Sodium myreth sulfate
- Names: Other names PEG-(1-4) myristyl ether sulfate, sodium salt; POE(2) myristyl ether sulfate; sodium diethylene glycol myristyl ether sulfate; sodium myristyl ether sulfate

Identifiers
- CAS Number: 25446-80-4;
- 3D model (JSmol): Interactive image;
- Abbreviations: SMES
- ChemSpider: 83281;
- ECHA InfoCard: 100.042.700
- EC Number: 246-986-8;
- PubChem CID: 23682189;
- UNII: 2VLC033A4E;
- CompTox Dashboard (EPA): DTXSID6067096 ;

Properties
- Chemical formula: CH_{3}(CH_{2})_{13}(OCH_{2}CH_{2})_{n}OSO_{3}Na
- Molar mass: 448.590 g/mol

= Sodium myreth sulfate =

Sodium myreth sulfate is a mixture of organic compounds with both detergent and surfactant properties. It is found in many personal care products such as soaps, shampoos, and toothpaste.
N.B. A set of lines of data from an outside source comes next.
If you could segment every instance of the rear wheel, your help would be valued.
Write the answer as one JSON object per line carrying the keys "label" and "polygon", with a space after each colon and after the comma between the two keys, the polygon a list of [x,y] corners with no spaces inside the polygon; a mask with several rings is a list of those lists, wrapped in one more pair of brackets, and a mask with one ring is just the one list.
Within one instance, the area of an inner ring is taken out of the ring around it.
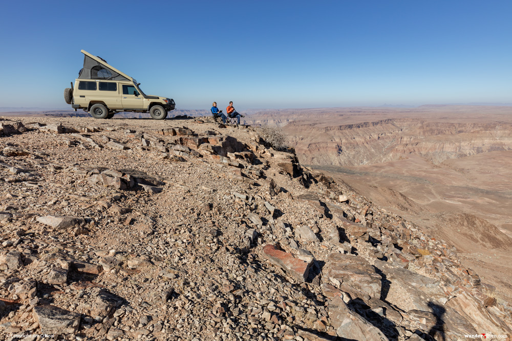
{"label": "rear wheel", "polygon": [[71,104],[73,101],[73,90],[70,87],[64,89],[64,100],[68,104]]}
{"label": "rear wheel", "polygon": [[95,119],[106,119],[108,118],[109,110],[106,106],[98,103],[91,107],[89,113]]}
{"label": "rear wheel", "polygon": [[154,120],[163,120],[167,117],[167,111],[163,106],[155,105],[150,109],[150,115]]}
It is an inexpensive and effective foaming agent. Typical of many detergents, sodium myreth sulfate consists of several closely related compounds. Sometimes the number of ethylene glycol ether units (n) is specified in the name as myreth-n sulfate, for example myreth-2 sulfate.

==Production==
Sodium myreth sulfate is very similar to sodium laureth sulfate; the only difference is two more carbons in the fatty alcohol portion of the hydrophobic tail. It is manufactured by ethoxylation (hence the "eth" in "myreth") of myristyl alcohol. Subsequently, the terminal OH group is converted to the sulfate by treatment with chlorosulfuric acid.

==Safety==
Like other ethoxylates, sodium myreth sulfate may become contaminated with 1,4-dioxane during production, which is considered to be a Group 2B suspect carcinogen by the IARC.